My trip started with a very good laugh. When cab in Vilnius arrived, it had an old and once very popular lithuanian song about California (wine, girls, etc ;-) on the radio. I started laughing and couldn’t stop for a while. Then I explained to confused taxi driver that my destination for the day is San Francisco, 10 time zones and 9200kms away, and the song is absolutely not expected, but really welcoming.
Add the bearded (and hence, experienced) database expert who has been deploying MySQL all around Afghanistan to the same row on my AMS-SFO hop, border control guy who asked if my beer is cold, so he could drink it, and luggage, which managed to arrive.
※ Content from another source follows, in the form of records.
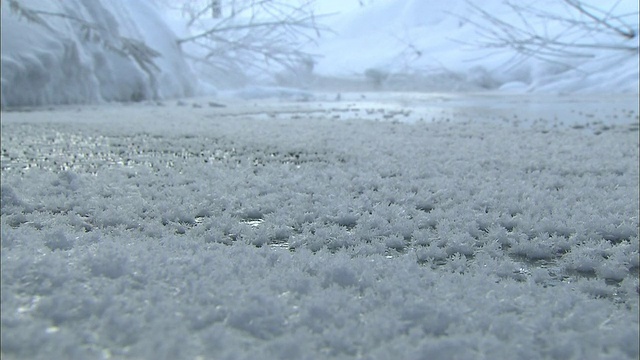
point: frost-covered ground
(431, 226)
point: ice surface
(322, 229)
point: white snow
(497, 221)
(385, 45)
(291, 230)
(57, 64)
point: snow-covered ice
(322, 229)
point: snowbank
(428, 45)
(64, 61)
(300, 231)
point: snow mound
(429, 46)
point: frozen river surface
(357, 225)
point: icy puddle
(354, 226)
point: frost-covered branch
(264, 35)
(580, 31)
(137, 50)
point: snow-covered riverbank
(298, 230)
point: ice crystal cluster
(128, 234)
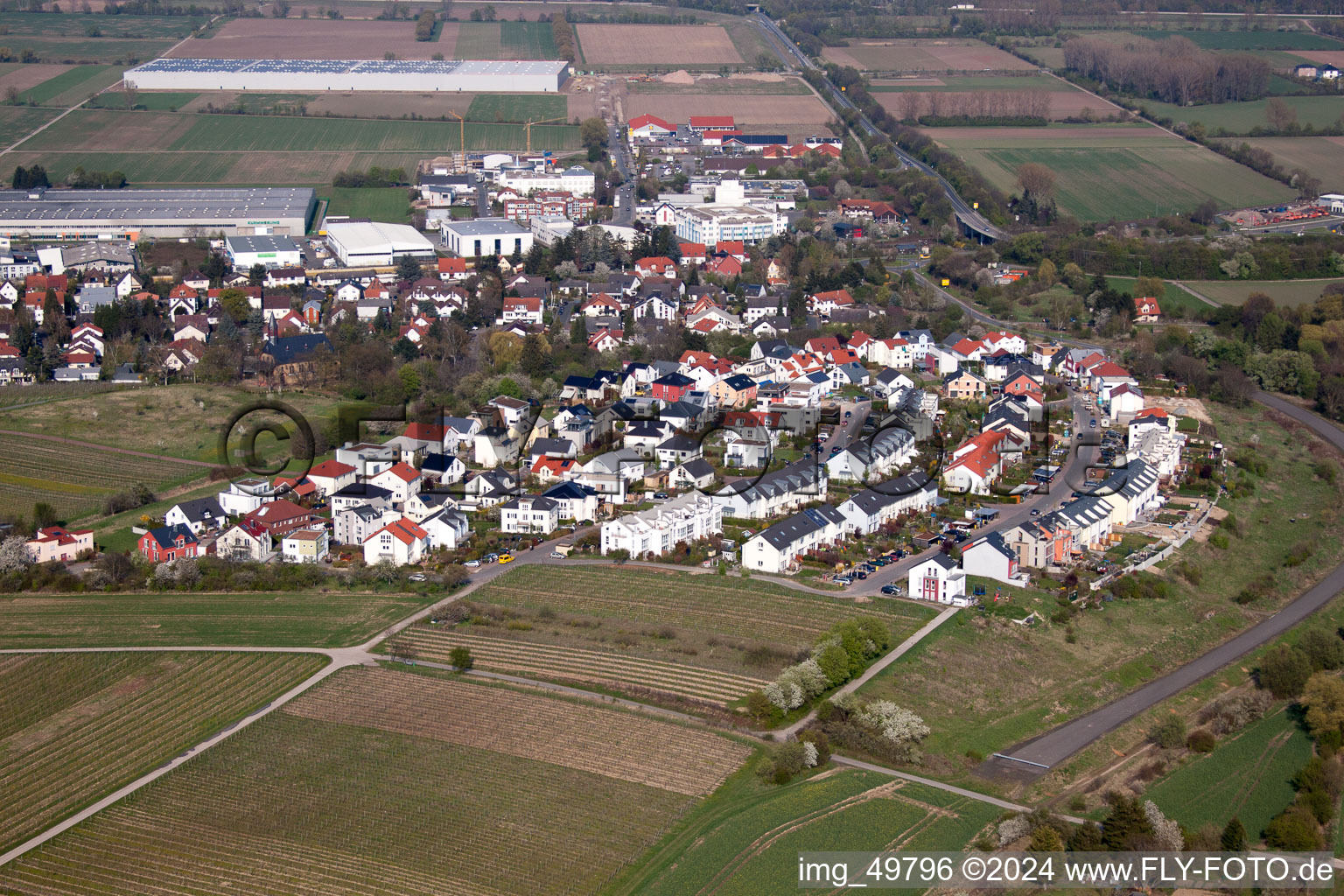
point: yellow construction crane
(528, 130)
(463, 128)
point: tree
(1284, 672)
(1234, 836)
(1324, 702)
(1037, 180)
(1280, 115)
(408, 268)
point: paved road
(1058, 745)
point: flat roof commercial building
(486, 236)
(375, 243)
(305, 75)
(268, 251)
(130, 214)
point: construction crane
(463, 128)
(528, 130)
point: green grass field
(500, 107)
(1248, 775)
(105, 130)
(1241, 117)
(1284, 291)
(715, 850)
(306, 798)
(984, 685)
(261, 618)
(376, 203)
(80, 78)
(75, 727)
(1311, 153)
(1161, 173)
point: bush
(1200, 740)
(1170, 732)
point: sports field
(656, 45)
(1312, 153)
(1161, 173)
(503, 40)
(391, 782)
(256, 618)
(1284, 291)
(924, 54)
(74, 727)
(1241, 117)
(1248, 775)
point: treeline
(962, 178)
(425, 25)
(30, 178)
(1171, 70)
(914, 107)
(375, 176)
(564, 35)
(80, 178)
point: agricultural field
(353, 788)
(706, 639)
(252, 620)
(924, 54)
(388, 203)
(682, 46)
(1249, 774)
(72, 87)
(107, 132)
(74, 727)
(1312, 153)
(75, 480)
(737, 843)
(1242, 117)
(501, 107)
(1284, 291)
(311, 39)
(1161, 173)
(178, 421)
(984, 684)
(501, 40)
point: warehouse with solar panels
(130, 214)
(316, 75)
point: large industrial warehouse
(130, 214)
(305, 75)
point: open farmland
(656, 45)
(74, 727)
(742, 850)
(1250, 775)
(313, 39)
(746, 109)
(343, 798)
(75, 480)
(1242, 117)
(985, 684)
(1161, 173)
(503, 40)
(741, 609)
(1312, 153)
(256, 618)
(584, 667)
(924, 54)
(1284, 291)
(105, 130)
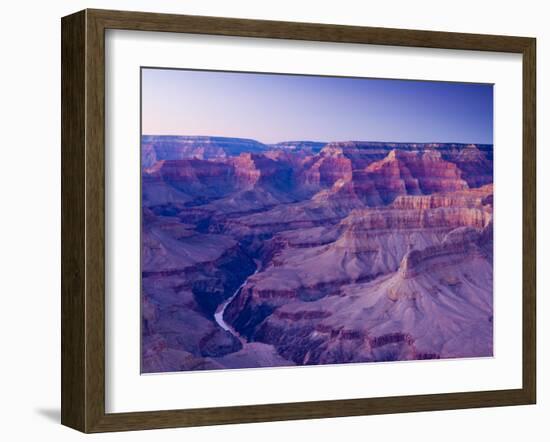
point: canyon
(305, 253)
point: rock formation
(314, 253)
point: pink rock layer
(305, 253)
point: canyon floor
(306, 253)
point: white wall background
(30, 216)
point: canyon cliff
(305, 253)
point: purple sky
(271, 108)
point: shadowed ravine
(218, 316)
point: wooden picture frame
(83, 220)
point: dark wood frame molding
(83, 216)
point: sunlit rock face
(305, 253)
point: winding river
(218, 316)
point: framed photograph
(268, 220)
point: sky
(274, 107)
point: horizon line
(319, 141)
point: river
(218, 316)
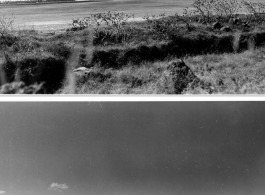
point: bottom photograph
(132, 148)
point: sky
(132, 148)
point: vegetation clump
(126, 56)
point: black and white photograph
(132, 148)
(166, 47)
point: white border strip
(123, 98)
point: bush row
(179, 47)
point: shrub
(161, 26)
(105, 25)
(210, 10)
(256, 11)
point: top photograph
(166, 47)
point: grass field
(134, 57)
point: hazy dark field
(57, 16)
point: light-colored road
(56, 16)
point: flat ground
(58, 16)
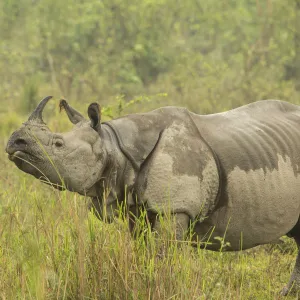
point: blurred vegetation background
(206, 55)
(130, 56)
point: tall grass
(52, 247)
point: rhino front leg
(294, 282)
(178, 223)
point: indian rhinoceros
(234, 174)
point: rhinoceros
(234, 174)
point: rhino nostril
(20, 142)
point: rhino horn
(37, 114)
(74, 115)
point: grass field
(51, 247)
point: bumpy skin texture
(233, 174)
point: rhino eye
(58, 143)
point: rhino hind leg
(293, 285)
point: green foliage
(208, 56)
(51, 247)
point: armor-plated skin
(234, 174)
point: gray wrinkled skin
(233, 174)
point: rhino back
(258, 149)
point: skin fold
(233, 174)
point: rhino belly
(257, 207)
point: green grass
(52, 247)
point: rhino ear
(74, 115)
(94, 113)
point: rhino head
(74, 160)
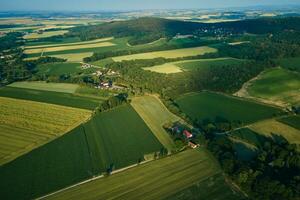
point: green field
(168, 54)
(249, 136)
(68, 47)
(68, 44)
(214, 187)
(277, 85)
(41, 85)
(25, 125)
(293, 121)
(154, 180)
(121, 136)
(208, 105)
(277, 130)
(186, 65)
(155, 114)
(292, 64)
(118, 137)
(59, 98)
(244, 151)
(57, 69)
(44, 34)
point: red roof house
(187, 134)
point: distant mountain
(148, 29)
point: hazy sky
(84, 5)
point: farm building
(187, 134)
(193, 145)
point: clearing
(277, 130)
(42, 85)
(277, 86)
(180, 66)
(25, 125)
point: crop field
(44, 34)
(26, 125)
(57, 69)
(167, 54)
(68, 43)
(74, 57)
(249, 136)
(293, 121)
(180, 66)
(154, 180)
(277, 130)
(68, 47)
(118, 137)
(41, 85)
(214, 187)
(292, 64)
(208, 105)
(277, 85)
(59, 98)
(244, 150)
(149, 108)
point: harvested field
(25, 125)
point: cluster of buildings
(180, 130)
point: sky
(98, 5)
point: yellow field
(63, 48)
(238, 43)
(177, 53)
(155, 114)
(16, 21)
(70, 44)
(26, 125)
(45, 34)
(273, 127)
(74, 57)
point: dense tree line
(113, 102)
(144, 30)
(274, 174)
(168, 46)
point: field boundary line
(95, 178)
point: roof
(187, 134)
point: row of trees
(273, 174)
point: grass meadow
(293, 121)
(186, 65)
(277, 85)
(118, 137)
(155, 180)
(26, 125)
(41, 85)
(59, 98)
(208, 105)
(167, 54)
(155, 115)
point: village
(181, 132)
(106, 78)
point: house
(193, 145)
(187, 134)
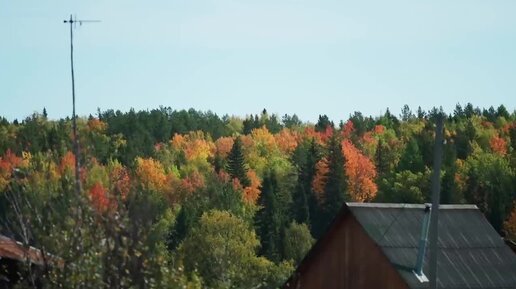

And the good part, the hotel in the city center for one third of a price has working free wireless. Can’t complain about the day. Twenty hours after waking up it is still midday here. Will see what the evening will bring.
Tribute to bedjump.com
First Delta experience
Lost my luggage (for the first time). On a domestic flight. Saw it last time in JFK. Yay Delta. I got an ’emergency’ t-shirt from them. Pity it doesn’t say “I lost my luggage and all I got is this lousy t-shirt” (too small, BTW). Need some sleep now.
Update: Actually, today all flights from NY (and other north-east American locations) are canceled due to snow storms. We still have people grounded at Newark and Boston.
Update 2: D.E.L.T.A. – Don’t Expect Luggage To Arrive (wisdom of a barmaid, beer is good here :). I’m wondering if my flight back will happen…
Update 3: D.E.L.T.A. – Doesn’t Even Leave The Airport – wisdom of a hotel clerk, though hotel already participated in this story. Apparently they did reject a luggage, as didn’t find me in their database (I share a room…) – now I have hotel manager assisting in me not getting my luggage further. I’m leaving tomorrow.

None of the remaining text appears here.